Unia réclame à son tour un salaire minimum

 

 

 

 

 

En Suisse, environ 400′000 travailleurs gagnent moins de 3500 francs.   [Keystone]

 

Après l’Union syndicale suisse et le PS, au tour d’Unia de se prononcer pour le lancement d’une initiative pour un salaire minimum. Réunis samedi en assemblée à Berne, les délégués du syndicat ont accepté le projet à l’unanimité.

Il n’est pas acceptable que malgré leur dur labeur, des travailleurs doivent se contenter de salaires indécents, a expliqué samedi Andreas Rieger, co-président d’Unia lors de l’assemblée.

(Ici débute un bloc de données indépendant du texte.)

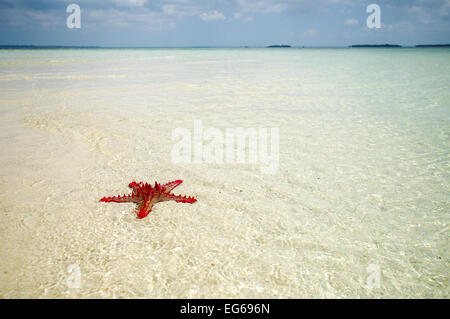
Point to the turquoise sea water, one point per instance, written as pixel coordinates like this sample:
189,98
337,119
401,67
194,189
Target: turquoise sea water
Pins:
362,184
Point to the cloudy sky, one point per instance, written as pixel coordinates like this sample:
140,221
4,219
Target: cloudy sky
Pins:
169,23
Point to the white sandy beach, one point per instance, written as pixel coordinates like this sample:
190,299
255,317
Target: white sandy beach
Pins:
363,177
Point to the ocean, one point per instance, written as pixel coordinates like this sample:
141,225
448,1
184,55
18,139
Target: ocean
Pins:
337,185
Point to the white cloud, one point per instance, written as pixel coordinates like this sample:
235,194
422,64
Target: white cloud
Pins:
267,6
243,17
212,16
351,21
310,32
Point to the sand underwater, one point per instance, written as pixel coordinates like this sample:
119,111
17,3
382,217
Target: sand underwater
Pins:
357,208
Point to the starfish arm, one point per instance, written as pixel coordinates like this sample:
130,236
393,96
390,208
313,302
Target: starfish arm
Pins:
121,199
145,207
178,198
168,187
135,186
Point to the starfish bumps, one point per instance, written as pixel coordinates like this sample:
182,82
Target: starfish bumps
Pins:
145,196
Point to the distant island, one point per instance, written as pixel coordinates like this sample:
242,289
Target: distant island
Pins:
375,46
279,46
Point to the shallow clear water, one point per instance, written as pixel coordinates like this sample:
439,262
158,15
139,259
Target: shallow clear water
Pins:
361,195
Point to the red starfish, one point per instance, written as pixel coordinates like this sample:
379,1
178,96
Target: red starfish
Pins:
146,196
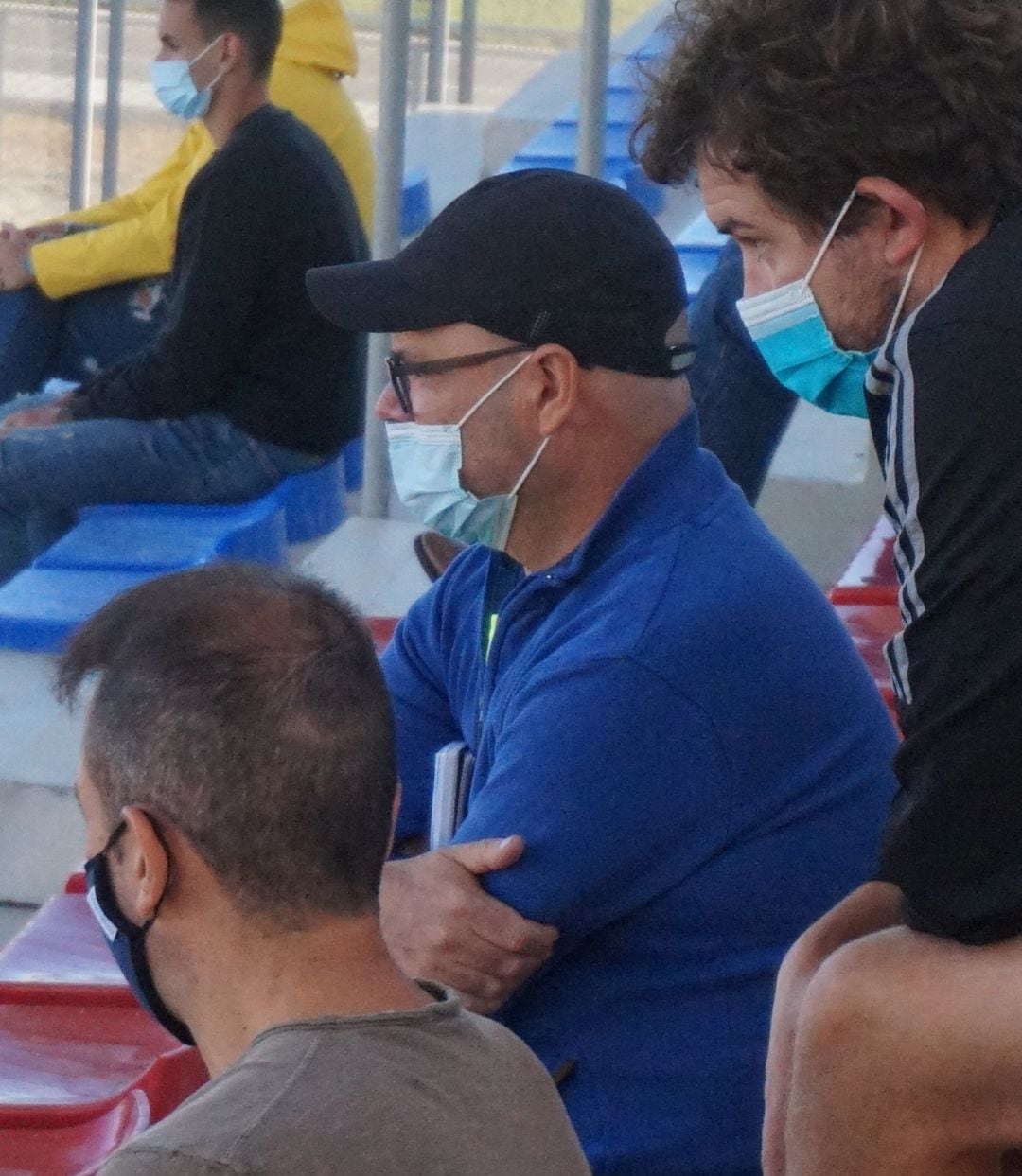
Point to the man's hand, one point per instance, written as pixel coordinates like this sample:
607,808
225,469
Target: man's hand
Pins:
14,246
34,417
441,924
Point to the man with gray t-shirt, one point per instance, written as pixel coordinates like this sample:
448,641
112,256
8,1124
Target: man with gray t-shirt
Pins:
238,783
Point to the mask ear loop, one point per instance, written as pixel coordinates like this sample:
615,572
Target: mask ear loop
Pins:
497,387
531,465
901,298
832,233
203,54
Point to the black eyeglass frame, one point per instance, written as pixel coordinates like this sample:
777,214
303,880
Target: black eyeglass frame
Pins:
400,371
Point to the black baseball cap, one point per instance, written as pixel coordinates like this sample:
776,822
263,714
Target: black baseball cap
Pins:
538,256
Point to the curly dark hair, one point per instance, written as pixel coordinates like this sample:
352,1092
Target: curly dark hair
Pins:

Les quelque 100 délégués présents à l’assemblée estiment que le revenu minimum doit avoisiner deux tiers du salaire médian, soit 3600 francs 13 fois par an ou 3900 francs sur douze mois.

Le législateur édictera un salaire minimum obligatoire et les Conventions collectives de travail devront s’y conformer. Une loi doit en outre servir de filet de sécurité, a indiqué le syndicat dans un communiqué.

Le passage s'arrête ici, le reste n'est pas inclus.